Minh'in de kendine ait bir hikayesi var. Lan'ı kaybettikten sonra kendini işe adadı ve başarılı ama yalnız bir adam oldu. Birkaç kişiyi sevmişti ama hiçbiri ona Lan'ın hissettirdiği hissi vermemişti. Ve şimdi, bu trende, gözlerinin içine baktığında, kalbinin ilk aşkını gerçekten unutmadığını anladı.

Minh, Lan'a uzun süre baktı. Dışarıdaki yağmur, anıların sessiz vuruşları gibi cam pencereye hâlâ aralıksız vuruyordu. Kalbi aniden geçmiş ve söylenmemiş şeylerle ağırlaştı.

"O gün mektubunu alsaydım, durum farklı olur muydu?" Minh kısık bir sesle konuştu, gözleri Lan'a dikilmişti.

Lan hüzünle gülümsedi. "Ne olacağını kimse bilemez, değil mi? Belki hâlâ ayrı olacağız, belki de olmayacağız. Ama belki de o yılları tek başıma geçirmek zorunda kalmayacaktım."

Minh ellerini sıktı. Göğsünde bir pişmanlık duygusu kabardı. Kendini suçlamış ve unutmasını söylemişti, ama şimdi gerçek ortaya çıktığına göre, hissettiği tek şey pişmanlıktı. Yıllardır yanlış anlaşılmalar ve gereksiz acılar yüzünden kaybettiği bir aşk için duyduğu pişmanlık.

Tren, her virajda hafifçe sallanarak ilerlemeye devam etti. Sarı ışıklar Lan'ın yüzüne gölge düşürüyor, onu tuhaf bir şekilde kırılgan gösteriyordu. Minh, aradan ne kadar yıl geçerse geçsin, kalbinde onun hâlâ yıllar önceki kız, tüm kalbiyle sevdiği kız olduğunu aniden fark etti.

"Lan... şimdi nasılsın?" diye sordu Minh yumuşak bir sesle.

Lan başını hafifçe eğdi, gözleri pencereden aşağı süzülen yağmur damlalarını takip etti. "İyiyim.
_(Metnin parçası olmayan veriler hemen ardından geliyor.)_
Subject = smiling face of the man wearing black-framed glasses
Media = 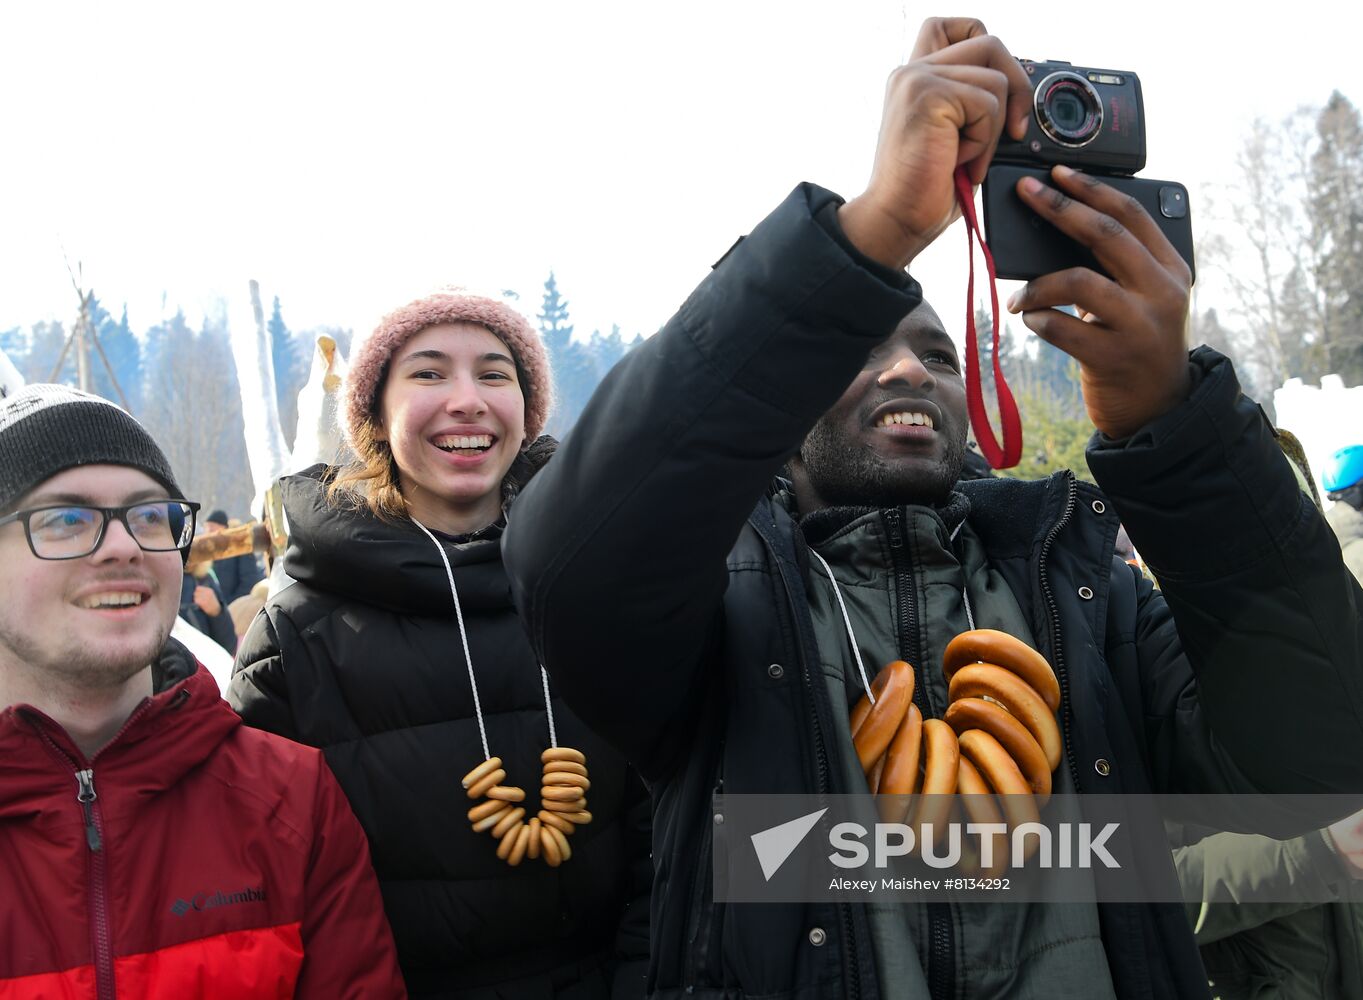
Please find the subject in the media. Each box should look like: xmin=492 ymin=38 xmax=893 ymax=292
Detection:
xmin=0 ymin=465 xmax=183 ymax=691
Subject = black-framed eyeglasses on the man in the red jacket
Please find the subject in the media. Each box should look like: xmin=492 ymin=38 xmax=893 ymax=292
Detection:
xmin=0 ymin=500 xmax=199 ymax=559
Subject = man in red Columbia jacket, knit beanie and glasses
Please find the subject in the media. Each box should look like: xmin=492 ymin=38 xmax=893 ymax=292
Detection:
xmin=0 ymin=386 xmax=406 ymax=1000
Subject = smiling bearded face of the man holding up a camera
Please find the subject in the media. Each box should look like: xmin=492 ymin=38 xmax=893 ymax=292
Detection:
xmin=791 ymin=302 xmax=968 ymax=514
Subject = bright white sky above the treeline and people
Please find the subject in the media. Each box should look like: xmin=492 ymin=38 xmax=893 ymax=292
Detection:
xmin=0 ymin=0 xmax=1363 ymax=344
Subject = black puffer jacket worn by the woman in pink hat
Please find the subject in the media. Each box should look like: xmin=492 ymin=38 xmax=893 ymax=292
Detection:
xmin=228 ymin=466 xmax=649 ymax=1000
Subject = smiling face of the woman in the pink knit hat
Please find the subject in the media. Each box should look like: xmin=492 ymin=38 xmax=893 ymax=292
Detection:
xmin=379 ymin=323 xmax=525 ymax=534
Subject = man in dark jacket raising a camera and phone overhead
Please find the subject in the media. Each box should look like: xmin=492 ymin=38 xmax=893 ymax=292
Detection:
xmin=506 ymin=19 xmax=1363 ymax=1000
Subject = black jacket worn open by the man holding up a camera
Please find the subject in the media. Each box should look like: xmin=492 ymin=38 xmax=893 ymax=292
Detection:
xmin=506 ymin=185 xmax=1363 ymax=1000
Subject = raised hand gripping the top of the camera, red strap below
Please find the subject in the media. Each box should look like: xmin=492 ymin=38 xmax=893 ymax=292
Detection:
xmin=838 ymin=18 xmax=1032 ymax=267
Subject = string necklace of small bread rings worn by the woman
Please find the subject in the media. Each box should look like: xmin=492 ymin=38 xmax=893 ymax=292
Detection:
xmin=412 ymin=518 xmax=592 ymax=868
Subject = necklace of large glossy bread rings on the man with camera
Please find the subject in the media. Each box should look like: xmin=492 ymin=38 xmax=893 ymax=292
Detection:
xmin=810 ymin=526 xmax=1063 ymax=875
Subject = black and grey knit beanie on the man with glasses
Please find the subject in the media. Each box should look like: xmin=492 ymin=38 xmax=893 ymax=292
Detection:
xmin=0 ymin=384 xmax=181 ymax=511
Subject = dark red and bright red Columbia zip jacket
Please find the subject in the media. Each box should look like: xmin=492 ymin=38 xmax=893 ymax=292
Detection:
xmin=0 ymin=642 xmax=406 ymax=1000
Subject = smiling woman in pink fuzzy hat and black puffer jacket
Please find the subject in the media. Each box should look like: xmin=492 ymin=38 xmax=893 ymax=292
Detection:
xmin=228 ymin=292 xmax=652 ymax=1000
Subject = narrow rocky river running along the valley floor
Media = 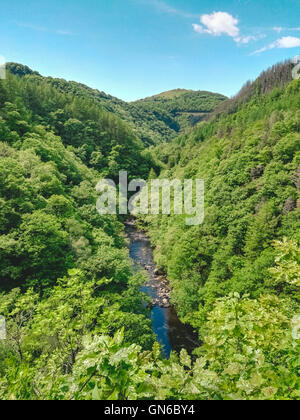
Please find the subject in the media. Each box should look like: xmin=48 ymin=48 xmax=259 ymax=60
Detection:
xmin=126 ymin=222 xmax=200 ymax=358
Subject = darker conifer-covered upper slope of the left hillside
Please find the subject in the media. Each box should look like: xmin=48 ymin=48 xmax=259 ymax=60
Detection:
xmin=1 ymin=65 xmax=157 ymax=178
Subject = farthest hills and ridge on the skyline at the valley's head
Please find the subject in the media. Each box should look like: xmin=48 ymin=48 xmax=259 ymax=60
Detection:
xmin=7 ymin=63 xmax=227 ymax=145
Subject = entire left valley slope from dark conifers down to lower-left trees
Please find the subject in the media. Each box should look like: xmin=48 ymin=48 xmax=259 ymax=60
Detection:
xmin=0 ymin=67 xmax=159 ymax=398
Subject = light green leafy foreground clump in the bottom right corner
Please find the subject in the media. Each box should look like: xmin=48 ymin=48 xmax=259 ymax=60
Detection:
xmin=199 ymin=293 xmax=300 ymax=399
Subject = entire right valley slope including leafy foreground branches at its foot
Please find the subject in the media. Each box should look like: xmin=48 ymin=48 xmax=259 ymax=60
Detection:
xmin=141 ymin=63 xmax=300 ymax=398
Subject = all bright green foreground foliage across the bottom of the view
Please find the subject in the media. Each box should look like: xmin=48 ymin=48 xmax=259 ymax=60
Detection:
xmin=0 ymin=226 xmax=300 ymax=400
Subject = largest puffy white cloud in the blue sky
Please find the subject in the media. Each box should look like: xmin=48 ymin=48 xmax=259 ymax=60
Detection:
xmin=193 ymin=12 xmax=240 ymax=38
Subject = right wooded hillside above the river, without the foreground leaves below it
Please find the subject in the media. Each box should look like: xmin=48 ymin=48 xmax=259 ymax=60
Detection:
xmin=146 ymin=62 xmax=300 ymax=325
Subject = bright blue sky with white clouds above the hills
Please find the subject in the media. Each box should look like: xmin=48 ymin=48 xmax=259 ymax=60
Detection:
xmin=0 ymin=0 xmax=300 ymax=101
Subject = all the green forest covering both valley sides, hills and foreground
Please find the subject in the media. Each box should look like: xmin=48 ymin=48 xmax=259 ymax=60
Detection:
xmin=0 ymin=63 xmax=300 ymax=400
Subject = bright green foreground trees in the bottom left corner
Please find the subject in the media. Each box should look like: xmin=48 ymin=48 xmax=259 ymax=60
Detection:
xmin=0 ymin=270 xmax=153 ymax=399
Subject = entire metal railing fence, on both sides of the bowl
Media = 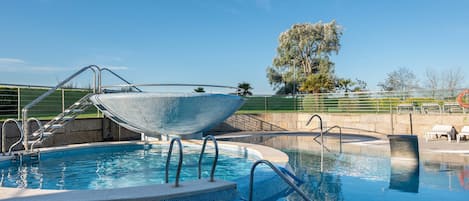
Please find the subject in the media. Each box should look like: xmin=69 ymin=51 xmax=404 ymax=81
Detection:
xmin=0 ymin=85 xmax=469 ymax=119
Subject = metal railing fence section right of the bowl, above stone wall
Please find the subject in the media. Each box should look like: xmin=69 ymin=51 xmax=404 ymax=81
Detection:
xmin=240 ymin=89 xmax=467 ymax=114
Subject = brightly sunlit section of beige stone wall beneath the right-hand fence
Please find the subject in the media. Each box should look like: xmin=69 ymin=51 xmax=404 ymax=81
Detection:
xmin=259 ymin=113 xmax=469 ymax=135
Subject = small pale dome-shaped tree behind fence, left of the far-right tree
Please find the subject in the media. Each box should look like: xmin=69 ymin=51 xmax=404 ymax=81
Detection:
xmin=378 ymin=67 xmax=418 ymax=92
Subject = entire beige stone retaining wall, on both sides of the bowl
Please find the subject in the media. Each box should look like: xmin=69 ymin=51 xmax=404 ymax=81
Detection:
xmin=0 ymin=113 xmax=469 ymax=147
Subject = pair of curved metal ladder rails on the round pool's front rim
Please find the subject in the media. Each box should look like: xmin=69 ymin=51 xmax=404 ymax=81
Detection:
xmin=165 ymin=135 xmax=218 ymax=187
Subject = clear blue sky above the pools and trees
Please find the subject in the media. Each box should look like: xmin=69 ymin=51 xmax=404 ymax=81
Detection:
xmin=0 ymin=0 xmax=469 ymax=94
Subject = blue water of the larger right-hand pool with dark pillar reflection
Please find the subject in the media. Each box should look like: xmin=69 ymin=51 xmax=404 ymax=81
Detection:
xmin=283 ymin=150 xmax=469 ymax=201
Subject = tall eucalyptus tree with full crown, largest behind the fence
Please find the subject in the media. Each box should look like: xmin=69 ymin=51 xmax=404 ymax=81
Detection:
xmin=267 ymin=21 xmax=342 ymax=92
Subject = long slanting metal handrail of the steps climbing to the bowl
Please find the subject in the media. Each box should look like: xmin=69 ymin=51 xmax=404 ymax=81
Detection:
xmin=21 ymin=65 xmax=101 ymax=151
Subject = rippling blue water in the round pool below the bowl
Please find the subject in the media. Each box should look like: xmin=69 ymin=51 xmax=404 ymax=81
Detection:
xmin=0 ymin=145 xmax=258 ymax=190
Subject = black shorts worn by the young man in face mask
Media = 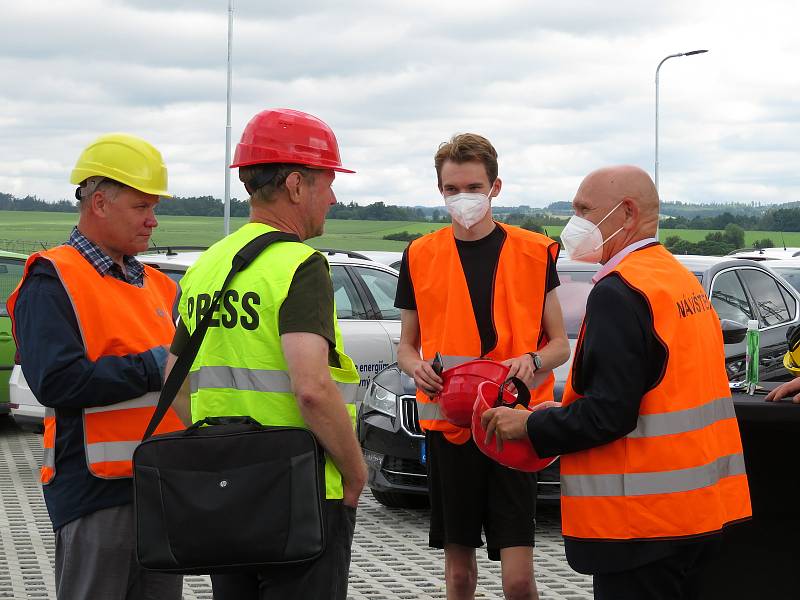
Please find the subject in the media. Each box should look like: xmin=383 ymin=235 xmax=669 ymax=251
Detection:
xmin=425 ymin=431 xmax=536 ymax=560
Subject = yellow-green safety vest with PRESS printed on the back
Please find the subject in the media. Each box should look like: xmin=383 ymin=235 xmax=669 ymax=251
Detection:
xmin=178 ymin=223 xmax=359 ymax=499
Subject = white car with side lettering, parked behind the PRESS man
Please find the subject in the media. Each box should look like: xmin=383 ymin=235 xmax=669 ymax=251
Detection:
xmin=9 ymin=250 xmax=400 ymax=425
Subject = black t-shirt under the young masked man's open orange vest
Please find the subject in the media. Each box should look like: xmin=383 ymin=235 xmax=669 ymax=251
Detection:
xmin=394 ymin=226 xmax=560 ymax=355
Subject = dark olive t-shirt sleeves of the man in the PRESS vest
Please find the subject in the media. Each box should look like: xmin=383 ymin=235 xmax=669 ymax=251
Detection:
xmin=170 ymin=252 xmax=340 ymax=368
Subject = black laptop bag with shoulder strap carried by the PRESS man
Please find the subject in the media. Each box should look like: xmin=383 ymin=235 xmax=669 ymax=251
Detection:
xmin=133 ymin=232 xmax=325 ymax=574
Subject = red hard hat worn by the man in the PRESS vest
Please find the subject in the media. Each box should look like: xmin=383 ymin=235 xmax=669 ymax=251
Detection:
xmin=231 ymin=108 xmax=355 ymax=173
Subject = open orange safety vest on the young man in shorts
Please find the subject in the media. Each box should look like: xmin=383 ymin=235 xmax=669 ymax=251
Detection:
xmin=408 ymin=223 xmax=558 ymax=444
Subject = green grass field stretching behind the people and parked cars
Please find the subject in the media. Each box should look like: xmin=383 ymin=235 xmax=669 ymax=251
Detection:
xmin=0 ymin=211 xmax=800 ymax=252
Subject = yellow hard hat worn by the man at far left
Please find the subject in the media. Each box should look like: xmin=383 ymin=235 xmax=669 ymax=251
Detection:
xmin=69 ymin=133 xmax=172 ymax=198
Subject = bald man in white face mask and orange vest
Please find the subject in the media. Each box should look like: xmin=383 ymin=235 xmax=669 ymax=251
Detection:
xmin=483 ymin=166 xmax=751 ymax=600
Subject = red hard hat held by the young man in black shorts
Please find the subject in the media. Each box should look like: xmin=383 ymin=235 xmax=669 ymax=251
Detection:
xmin=434 ymin=359 xmax=508 ymax=427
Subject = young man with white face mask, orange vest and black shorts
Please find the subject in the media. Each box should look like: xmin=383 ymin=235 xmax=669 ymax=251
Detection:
xmin=395 ymin=134 xmax=569 ymax=600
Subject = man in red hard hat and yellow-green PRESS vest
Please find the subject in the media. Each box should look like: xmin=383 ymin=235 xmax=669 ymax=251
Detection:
xmin=168 ymin=109 xmax=366 ymax=600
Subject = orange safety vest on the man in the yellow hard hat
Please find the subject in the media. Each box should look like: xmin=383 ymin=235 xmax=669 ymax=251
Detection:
xmin=8 ymin=246 xmax=184 ymax=484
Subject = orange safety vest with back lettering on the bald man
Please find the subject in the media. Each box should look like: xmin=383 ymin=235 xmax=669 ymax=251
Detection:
xmin=561 ymin=245 xmax=752 ymax=540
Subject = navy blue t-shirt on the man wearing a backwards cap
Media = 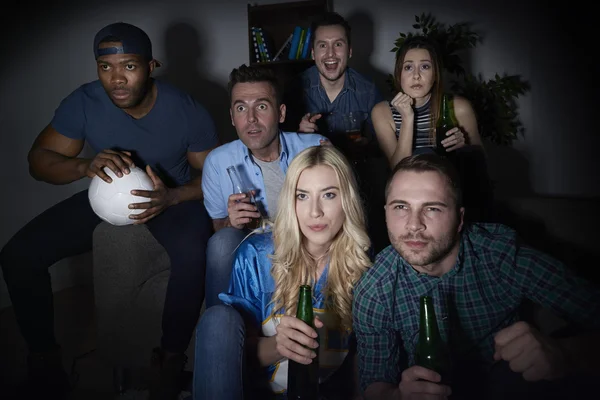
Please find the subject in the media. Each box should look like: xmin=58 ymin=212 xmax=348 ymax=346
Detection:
xmin=51 ymin=80 xmax=218 ymax=186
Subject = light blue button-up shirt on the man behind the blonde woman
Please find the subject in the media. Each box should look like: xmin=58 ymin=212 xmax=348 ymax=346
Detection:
xmin=202 ymin=132 xmax=327 ymax=219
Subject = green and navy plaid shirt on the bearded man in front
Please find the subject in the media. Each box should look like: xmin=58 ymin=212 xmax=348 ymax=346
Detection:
xmin=353 ymin=224 xmax=600 ymax=390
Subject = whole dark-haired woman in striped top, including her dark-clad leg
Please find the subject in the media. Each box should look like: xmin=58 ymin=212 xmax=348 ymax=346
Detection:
xmin=371 ymin=36 xmax=494 ymax=222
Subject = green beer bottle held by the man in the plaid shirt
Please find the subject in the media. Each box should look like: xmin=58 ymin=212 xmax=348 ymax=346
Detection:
xmin=415 ymin=296 xmax=451 ymax=385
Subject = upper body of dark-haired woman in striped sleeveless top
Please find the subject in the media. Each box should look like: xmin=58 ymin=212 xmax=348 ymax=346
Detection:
xmin=371 ymin=36 xmax=482 ymax=168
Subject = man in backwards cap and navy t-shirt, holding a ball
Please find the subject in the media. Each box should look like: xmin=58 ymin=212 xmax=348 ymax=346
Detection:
xmin=0 ymin=23 xmax=218 ymax=399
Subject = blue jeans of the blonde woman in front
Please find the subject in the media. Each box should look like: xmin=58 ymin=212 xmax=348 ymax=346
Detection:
xmin=192 ymin=304 xmax=356 ymax=400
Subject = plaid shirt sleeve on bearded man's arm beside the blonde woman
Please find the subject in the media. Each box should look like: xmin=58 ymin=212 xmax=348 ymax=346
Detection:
xmin=353 ymin=253 xmax=400 ymax=390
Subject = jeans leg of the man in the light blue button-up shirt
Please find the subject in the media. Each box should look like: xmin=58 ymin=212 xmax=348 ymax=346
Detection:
xmin=206 ymin=227 xmax=250 ymax=309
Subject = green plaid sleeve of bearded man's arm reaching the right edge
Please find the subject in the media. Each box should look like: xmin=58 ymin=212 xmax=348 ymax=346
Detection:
xmin=515 ymin=247 xmax=600 ymax=329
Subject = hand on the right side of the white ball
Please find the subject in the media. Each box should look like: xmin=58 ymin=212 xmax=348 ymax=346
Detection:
xmin=129 ymin=165 xmax=175 ymax=225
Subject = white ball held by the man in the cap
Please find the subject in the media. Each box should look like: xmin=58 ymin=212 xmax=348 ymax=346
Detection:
xmin=88 ymin=167 xmax=154 ymax=226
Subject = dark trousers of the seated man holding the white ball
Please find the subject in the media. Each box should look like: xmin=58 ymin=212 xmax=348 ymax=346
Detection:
xmin=0 ymin=190 xmax=210 ymax=353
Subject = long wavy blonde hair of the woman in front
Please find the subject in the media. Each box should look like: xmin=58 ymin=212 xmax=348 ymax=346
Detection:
xmin=271 ymin=145 xmax=371 ymax=329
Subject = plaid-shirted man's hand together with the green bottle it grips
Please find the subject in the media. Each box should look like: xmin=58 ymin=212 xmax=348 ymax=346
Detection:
xmin=400 ymin=296 xmax=451 ymax=399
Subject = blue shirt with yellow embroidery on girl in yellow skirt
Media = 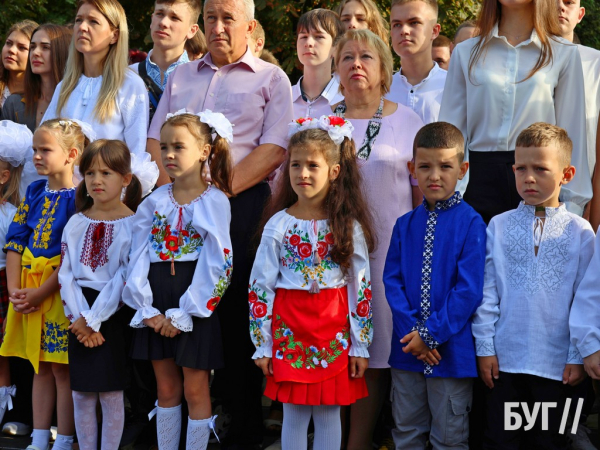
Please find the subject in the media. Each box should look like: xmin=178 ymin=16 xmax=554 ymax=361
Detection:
xmin=4 ymin=180 xmax=75 ymax=259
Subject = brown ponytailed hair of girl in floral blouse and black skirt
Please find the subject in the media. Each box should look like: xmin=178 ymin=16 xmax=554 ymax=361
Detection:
xmin=161 ymin=114 xmax=233 ymax=195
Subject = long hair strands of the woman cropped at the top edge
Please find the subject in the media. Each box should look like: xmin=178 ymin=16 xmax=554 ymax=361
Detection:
xmin=469 ymin=0 xmax=560 ymax=83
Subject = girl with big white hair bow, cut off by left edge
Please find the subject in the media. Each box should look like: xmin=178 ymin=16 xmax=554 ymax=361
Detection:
xmin=0 ymin=120 xmax=32 ymax=423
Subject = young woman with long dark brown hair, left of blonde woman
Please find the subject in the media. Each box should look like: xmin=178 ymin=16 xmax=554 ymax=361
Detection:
xmin=2 ymin=23 xmax=73 ymax=132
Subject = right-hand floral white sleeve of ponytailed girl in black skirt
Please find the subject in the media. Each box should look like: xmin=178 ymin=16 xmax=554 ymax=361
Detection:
xmin=165 ymin=192 xmax=233 ymax=331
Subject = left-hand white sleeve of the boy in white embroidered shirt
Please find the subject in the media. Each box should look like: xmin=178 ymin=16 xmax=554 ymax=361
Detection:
xmin=471 ymin=219 xmax=500 ymax=356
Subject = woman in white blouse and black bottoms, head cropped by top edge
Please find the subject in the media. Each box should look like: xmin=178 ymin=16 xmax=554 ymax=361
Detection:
xmin=439 ymin=0 xmax=592 ymax=223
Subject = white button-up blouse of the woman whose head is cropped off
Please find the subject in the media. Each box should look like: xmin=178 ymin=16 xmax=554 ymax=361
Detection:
xmin=439 ymin=25 xmax=592 ymax=215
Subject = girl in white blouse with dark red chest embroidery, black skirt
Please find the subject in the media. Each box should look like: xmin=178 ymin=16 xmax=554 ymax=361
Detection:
xmin=58 ymin=139 xmax=149 ymax=450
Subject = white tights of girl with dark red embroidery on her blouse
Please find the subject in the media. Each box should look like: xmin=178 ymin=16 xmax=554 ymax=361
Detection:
xmin=73 ymin=391 xmax=125 ymax=450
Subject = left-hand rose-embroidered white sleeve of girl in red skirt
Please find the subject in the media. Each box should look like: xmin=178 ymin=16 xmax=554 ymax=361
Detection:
xmin=248 ymin=229 xmax=283 ymax=359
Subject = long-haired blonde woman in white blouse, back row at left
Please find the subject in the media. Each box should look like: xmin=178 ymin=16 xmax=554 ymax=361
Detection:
xmin=42 ymin=0 xmax=149 ymax=154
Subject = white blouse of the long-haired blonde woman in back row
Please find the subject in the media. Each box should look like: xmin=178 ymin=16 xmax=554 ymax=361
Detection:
xmin=42 ymin=68 xmax=150 ymax=154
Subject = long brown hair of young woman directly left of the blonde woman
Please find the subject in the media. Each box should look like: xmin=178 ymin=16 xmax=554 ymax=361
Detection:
xmin=24 ymin=23 xmax=73 ymax=115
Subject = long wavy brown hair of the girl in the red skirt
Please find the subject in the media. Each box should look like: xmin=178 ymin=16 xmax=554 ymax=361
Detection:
xmin=259 ymin=129 xmax=376 ymax=270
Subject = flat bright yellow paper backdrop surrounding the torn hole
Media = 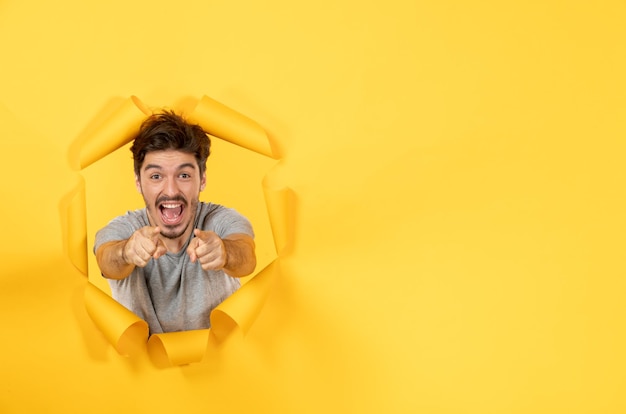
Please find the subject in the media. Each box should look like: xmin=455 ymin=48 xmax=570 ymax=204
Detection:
xmin=0 ymin=0 xmax=626 ymax=414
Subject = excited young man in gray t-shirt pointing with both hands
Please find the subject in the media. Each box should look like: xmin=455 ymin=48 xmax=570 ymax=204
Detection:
xmin=94 ymin=111 xmax=256 ymax=333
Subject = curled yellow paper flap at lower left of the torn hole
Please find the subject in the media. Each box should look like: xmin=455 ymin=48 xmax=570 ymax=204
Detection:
xmin=85 ymin=283 xmax=149 ymax=355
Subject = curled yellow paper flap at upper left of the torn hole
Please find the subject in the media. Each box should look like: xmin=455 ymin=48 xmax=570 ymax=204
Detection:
xmin=79 ymin=97 xmax=147 ymax=169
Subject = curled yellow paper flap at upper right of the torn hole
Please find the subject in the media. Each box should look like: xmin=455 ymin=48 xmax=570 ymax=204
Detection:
xmin=187 ymin=96 xmax=276 ymax=159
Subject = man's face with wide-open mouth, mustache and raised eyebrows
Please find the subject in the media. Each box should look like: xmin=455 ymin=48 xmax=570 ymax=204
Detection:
xmin=135 ymin=150 xmax=206 ymax=240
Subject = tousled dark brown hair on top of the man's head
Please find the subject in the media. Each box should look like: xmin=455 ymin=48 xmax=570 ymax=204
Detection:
xmin=130 ymin=110 xmax=211 ymax=176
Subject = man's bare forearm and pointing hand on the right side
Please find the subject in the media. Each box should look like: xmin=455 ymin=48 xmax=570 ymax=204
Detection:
xmin=187 ymin=229 xmax=256 ymax=277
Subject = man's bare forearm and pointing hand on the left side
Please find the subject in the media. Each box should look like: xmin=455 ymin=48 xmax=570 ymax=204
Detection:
xmin=96 ymin=226 xmax=167 ymax=279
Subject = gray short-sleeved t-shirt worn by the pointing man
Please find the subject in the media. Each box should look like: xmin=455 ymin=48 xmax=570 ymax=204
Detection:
xmin=94 ymin=202 xmax=254 ymax=333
Boşanma bir son değil, sadece yeniden başlamak için bir fırsat. Şimdi istikrarlı bir işim, sade bir hayatım var ve... artık kimse bana zarar veremez."

Minh dinledi ve yüreği sızladı. Sesindeki gücü açıkça duyabiliyordu ama aynı zamanda gizli yalnızlığı da.

"Peki ya sen?" diye tekrar sordu Lan, cevabı gözlerinde arayarak.

Minh hafifçe gülümsedi. "İyiyim. Ama belki de ne kadar başarılı olursan ol, dolduramayacağın şeyler vardır."

Lan başka soru sormadı, sadece hafifçe başını salladı. Aralarında fazla bir şey konuşmaya gerek yoktu, çünkü sessizlik her şeyi anlatıyordu.

Tren yavaş yavaş yavaşlayarak istasyona varmak üzere olduğunun sinyalini verdi. Lan dışarı baktı, sonra Minh'e döndü, sesi esinti kadar yumuşaktı: "Geri döndürülemeyecek şeyler vardır, ama çok geç olmayan şeyler de vardır, kardeşim!"

Minh şaşkına dönmüştü. Sanki bir şey arıyormuş gibi gözlerinin derinliklerine baktı. Sonra, gece treninin sarı ışığında bir umut ışığı gördü.

"Başka bir şansın varsa, benimle tekrar denemek ister misin?" Minh yavaş ama kararlı bir şekilde konuştu.

Lan ona uzun süre baktı, sonra yumuşak bir şekilde gülümsedi.

Tren durdu. Ve on yıl sonra ilk kez, bir daha asla birlikte yürüyemeyeceklerini düşündükleri bir yolda birlikte indiler.